Yes, there's real cowboys in South Dakota
A cowboy's work is dusty in summer season and freezing cold in winter. Year-around they face the elements in a job that is still a reality in the west. It's a hard job that can be dangerous when dealing with the unpredictable nature of animals.
Farmers and ranchers provide food and fiber for all of us. And it's usually a family affair. Not only are there many cowboys in the West River area of South Dakota, but cowgirls, too. Jamie Crew, 19, is the daughter of ranchers Grady and Bernice Crew and when she is not riding the range, she is a student at the University of Wyoming. She is the fifth generation on this ranch 26 miles southwest of Philip. Her grandfather, Keith Crew, at age 79, is still an active part of the picture. "My cowboys and other ranch hands help each other in round-ups and brandings," he said, also saying he owns 8000 acres and leases another 8000.

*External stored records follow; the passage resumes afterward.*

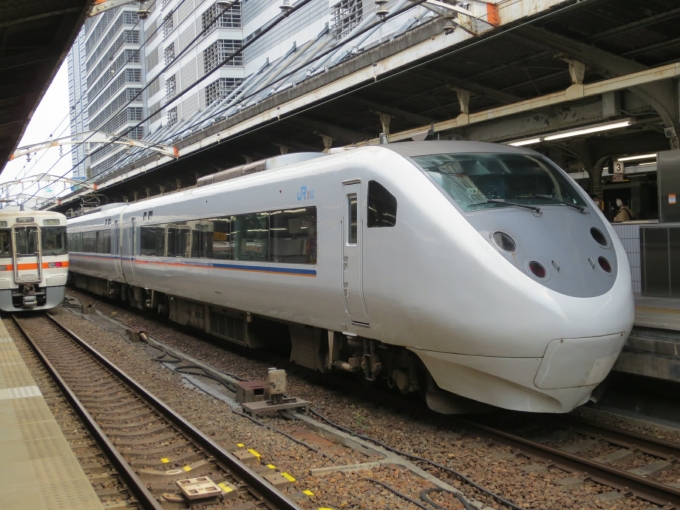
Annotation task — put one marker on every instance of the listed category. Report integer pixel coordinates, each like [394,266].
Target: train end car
[33,260]
[451,269]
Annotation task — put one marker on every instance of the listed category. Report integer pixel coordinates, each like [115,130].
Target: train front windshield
[487,181]
[53,240]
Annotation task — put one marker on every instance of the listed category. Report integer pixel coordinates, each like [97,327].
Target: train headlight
[538,270]
[605,265]
[599,237]
[504,241]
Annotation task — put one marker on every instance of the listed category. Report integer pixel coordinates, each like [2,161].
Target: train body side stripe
[25,267]
[207,265]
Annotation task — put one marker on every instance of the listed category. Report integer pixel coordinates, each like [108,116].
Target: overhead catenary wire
[335,48]
[75,147]
[454,51]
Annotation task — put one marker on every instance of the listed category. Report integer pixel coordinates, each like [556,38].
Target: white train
[462,268]
[33,260]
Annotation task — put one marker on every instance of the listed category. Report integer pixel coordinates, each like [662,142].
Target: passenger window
[352,226]
[292,235]
[5,243]
[252,243]
[90,242]
[148,241]
[382,206]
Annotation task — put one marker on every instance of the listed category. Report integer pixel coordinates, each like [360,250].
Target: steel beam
[573,93]
[658,94]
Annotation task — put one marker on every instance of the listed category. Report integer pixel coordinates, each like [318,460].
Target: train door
[117,249]
[133,249]
[27,253]
[351,254]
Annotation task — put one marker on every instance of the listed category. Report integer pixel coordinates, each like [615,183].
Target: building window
[169,54]
[220,88]
[172,116]
[230,19]
[347,14]
[218,52]
[168,25]
[170,87]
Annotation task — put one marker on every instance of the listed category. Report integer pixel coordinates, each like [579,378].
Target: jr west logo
[303,194]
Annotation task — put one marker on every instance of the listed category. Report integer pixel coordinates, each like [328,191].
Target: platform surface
[662,313]
[38,468]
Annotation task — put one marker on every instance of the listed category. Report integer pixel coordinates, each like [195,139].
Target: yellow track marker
[224,487]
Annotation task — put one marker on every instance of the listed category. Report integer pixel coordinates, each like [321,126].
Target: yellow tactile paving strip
[37,467]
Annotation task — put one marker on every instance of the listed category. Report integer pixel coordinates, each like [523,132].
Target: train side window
[148,241]
[90,242]
[53,240]
[252,241]
[382,206]
[292,236]
[104,241]
[217,240]
[75,242]
[353,219]
[5,243]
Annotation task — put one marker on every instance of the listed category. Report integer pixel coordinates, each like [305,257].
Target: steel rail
[137,487]
[258,485]
[643,488]
[622,437]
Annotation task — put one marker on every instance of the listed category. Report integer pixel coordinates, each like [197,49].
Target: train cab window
[382,206]
[53,240]
[5,243]
[353,220]
[292,236]
[26,239]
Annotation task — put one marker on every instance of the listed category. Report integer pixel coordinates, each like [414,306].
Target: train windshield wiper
[575,206]
[515,204]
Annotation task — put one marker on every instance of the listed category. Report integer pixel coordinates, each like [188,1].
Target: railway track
[569,440]
[150,446]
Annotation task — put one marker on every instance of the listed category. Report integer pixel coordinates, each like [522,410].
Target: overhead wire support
[95,137]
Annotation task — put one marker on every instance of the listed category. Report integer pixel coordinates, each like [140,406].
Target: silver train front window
[486,181]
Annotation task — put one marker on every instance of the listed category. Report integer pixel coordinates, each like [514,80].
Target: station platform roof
[35,37]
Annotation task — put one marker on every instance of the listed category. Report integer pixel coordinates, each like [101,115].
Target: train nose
[576,362]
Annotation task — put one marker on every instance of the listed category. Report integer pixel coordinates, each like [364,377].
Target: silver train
[33,260]
[454,269]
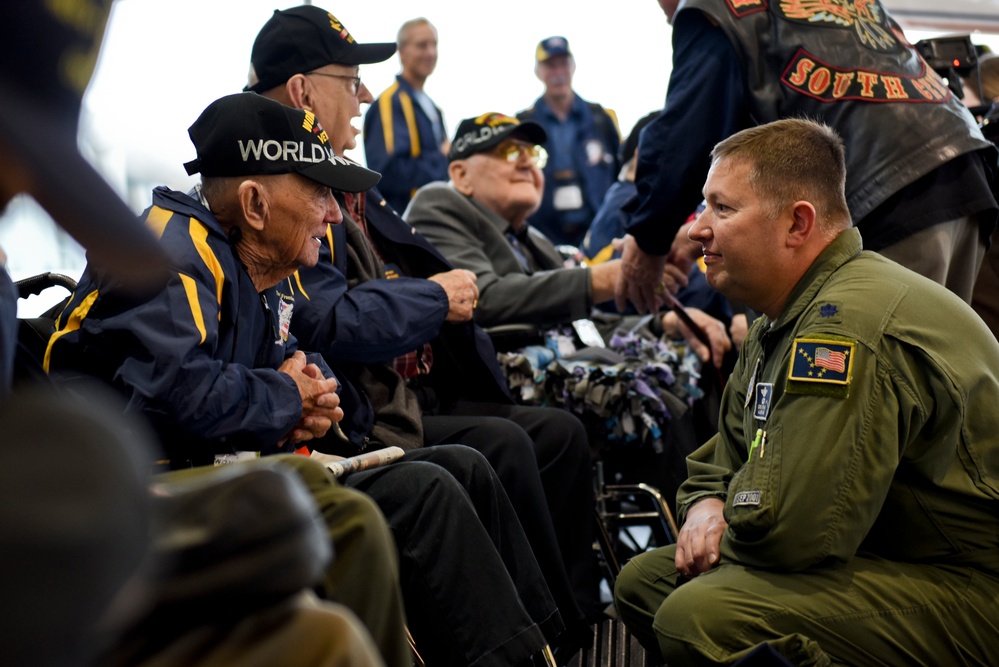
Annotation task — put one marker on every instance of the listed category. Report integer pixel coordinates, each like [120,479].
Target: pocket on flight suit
[751,507]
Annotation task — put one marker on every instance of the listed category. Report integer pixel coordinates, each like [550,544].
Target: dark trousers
[473,591]
[542,458]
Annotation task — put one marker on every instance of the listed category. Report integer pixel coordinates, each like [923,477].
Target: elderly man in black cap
[584,140]
[212,364]
[74,515]
[394,319]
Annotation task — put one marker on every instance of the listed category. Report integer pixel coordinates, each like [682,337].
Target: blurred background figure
[583,141]
[405,139]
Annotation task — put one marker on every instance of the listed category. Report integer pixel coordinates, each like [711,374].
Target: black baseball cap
[481,133]
[304,38]
[551,47]
[48,51]
[246,134]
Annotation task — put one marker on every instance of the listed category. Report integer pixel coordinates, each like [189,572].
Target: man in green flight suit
[847,512]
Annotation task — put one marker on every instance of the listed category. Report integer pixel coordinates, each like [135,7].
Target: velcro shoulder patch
[820,361]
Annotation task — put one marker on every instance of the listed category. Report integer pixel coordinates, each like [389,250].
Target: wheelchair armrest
[507,337]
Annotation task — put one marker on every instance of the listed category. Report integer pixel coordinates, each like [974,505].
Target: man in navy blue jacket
[211,361]
[405,139]
[394,320]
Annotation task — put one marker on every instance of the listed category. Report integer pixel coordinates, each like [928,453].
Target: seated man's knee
[639,592]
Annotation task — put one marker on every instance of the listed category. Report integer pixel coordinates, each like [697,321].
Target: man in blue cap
[583,143]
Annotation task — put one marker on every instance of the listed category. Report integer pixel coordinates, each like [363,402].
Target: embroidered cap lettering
[747,498]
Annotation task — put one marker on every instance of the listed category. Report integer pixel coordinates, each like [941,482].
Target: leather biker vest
[847,64]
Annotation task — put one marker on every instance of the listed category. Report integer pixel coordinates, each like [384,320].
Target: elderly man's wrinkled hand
[697,545]
[640,279]
[320,403]
[462,293]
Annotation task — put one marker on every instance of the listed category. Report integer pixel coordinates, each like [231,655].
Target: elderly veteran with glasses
[479,221]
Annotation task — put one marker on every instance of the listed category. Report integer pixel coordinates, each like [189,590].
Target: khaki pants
[867,612]
[364,573]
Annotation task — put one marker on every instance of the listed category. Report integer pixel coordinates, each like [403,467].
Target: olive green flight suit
[858,458]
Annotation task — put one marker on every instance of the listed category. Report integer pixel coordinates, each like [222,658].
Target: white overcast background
[164,61]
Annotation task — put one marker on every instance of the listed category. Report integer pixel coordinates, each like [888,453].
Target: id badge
[587,332]
[567,198]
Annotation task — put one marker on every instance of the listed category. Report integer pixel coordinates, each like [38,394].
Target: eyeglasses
[511,152]
[356,80]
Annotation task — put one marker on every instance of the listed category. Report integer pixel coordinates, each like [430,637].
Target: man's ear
[253,203]
[803,223]
[457,171]
[299,92]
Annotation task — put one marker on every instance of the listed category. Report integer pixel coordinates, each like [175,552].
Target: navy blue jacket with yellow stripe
[399,144]
[375,321]
[199,359]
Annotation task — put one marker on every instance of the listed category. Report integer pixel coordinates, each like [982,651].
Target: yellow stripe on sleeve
[410,116]
[604,255]
[156,220]
[298,281]
[329,240]
[191,289]
[73,323]
[199,236]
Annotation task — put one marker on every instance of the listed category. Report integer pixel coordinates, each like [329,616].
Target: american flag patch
[821,360]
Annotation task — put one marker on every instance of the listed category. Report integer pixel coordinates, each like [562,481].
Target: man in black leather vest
[918,169]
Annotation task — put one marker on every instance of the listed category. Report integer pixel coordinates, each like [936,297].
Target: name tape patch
[821,360]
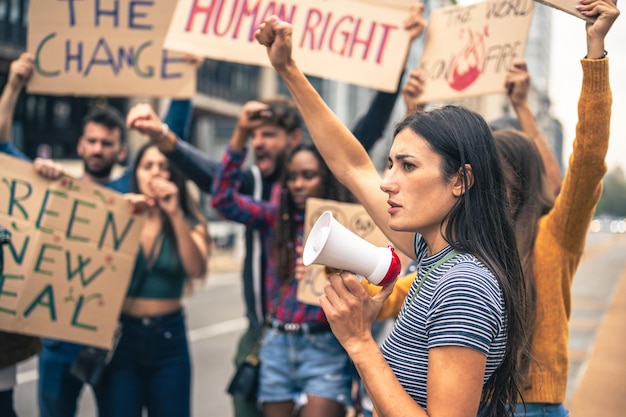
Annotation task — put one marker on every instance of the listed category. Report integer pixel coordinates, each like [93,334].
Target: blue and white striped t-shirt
[459,304]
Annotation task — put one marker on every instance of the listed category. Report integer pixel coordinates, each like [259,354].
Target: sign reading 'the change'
[111,48]
[71,255]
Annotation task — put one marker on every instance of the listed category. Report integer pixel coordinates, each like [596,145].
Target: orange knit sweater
[560,240]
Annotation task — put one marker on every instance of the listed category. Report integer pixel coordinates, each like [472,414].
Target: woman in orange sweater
[551,233]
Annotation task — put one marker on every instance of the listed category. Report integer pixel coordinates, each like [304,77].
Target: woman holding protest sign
[151,367]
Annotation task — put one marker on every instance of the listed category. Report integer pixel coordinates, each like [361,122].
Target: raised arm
[518,85]
[582,186]
[341,150]
[19,73]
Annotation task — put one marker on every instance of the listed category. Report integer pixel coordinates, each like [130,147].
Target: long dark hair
[480,224]
[189,207]
[529,199]
[286,226]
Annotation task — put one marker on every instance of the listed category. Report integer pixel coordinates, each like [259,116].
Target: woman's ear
[463,177]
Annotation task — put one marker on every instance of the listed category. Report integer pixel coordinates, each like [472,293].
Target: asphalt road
[215,319]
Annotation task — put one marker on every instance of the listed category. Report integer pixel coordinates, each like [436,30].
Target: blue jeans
[541,410]
[151,368]
[293,365]
[57,389]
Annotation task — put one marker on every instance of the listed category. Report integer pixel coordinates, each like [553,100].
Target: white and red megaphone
[331,244]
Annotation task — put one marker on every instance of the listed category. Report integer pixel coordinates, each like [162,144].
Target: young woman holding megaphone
[461,329]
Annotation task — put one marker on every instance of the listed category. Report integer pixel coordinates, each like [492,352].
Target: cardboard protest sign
[468,50]
[354,218]
[361,43]
[567,6]
[72,252]
[111,48]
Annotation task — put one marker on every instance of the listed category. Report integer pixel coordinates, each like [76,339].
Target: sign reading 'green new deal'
[72,252]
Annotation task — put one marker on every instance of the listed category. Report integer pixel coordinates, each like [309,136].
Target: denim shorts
[541,410]
[295,364]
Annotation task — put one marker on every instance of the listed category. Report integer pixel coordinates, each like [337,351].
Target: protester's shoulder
[467,271]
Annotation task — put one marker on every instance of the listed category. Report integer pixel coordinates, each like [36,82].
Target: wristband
[165,129]
[604,55]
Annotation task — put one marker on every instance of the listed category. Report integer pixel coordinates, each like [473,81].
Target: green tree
[613,200]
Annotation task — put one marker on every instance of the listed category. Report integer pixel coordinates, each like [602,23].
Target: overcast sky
[568,47]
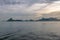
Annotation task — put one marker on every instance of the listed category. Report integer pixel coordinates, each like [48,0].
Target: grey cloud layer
[29,2]
[18,7]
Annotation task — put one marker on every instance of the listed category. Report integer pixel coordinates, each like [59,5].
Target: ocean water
[29,30]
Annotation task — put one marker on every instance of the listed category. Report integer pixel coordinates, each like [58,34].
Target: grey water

We need to credit a great source (the Bible) when considering how important it is that children help in the responsibility to provide for the family, commanding that they learn to work according to their age and capability. Farm families do a good job in teaching their children the value of purposeful employment and condemn idleness and unnecessary dependence on others.
While a cowboy may not need be versed in faith in a formal way, he does come face-to-face with the miracles of creation every day on the great plains. Nature makes her presence felt more clearly out here.
Each time I return to my native home, it's like I never left.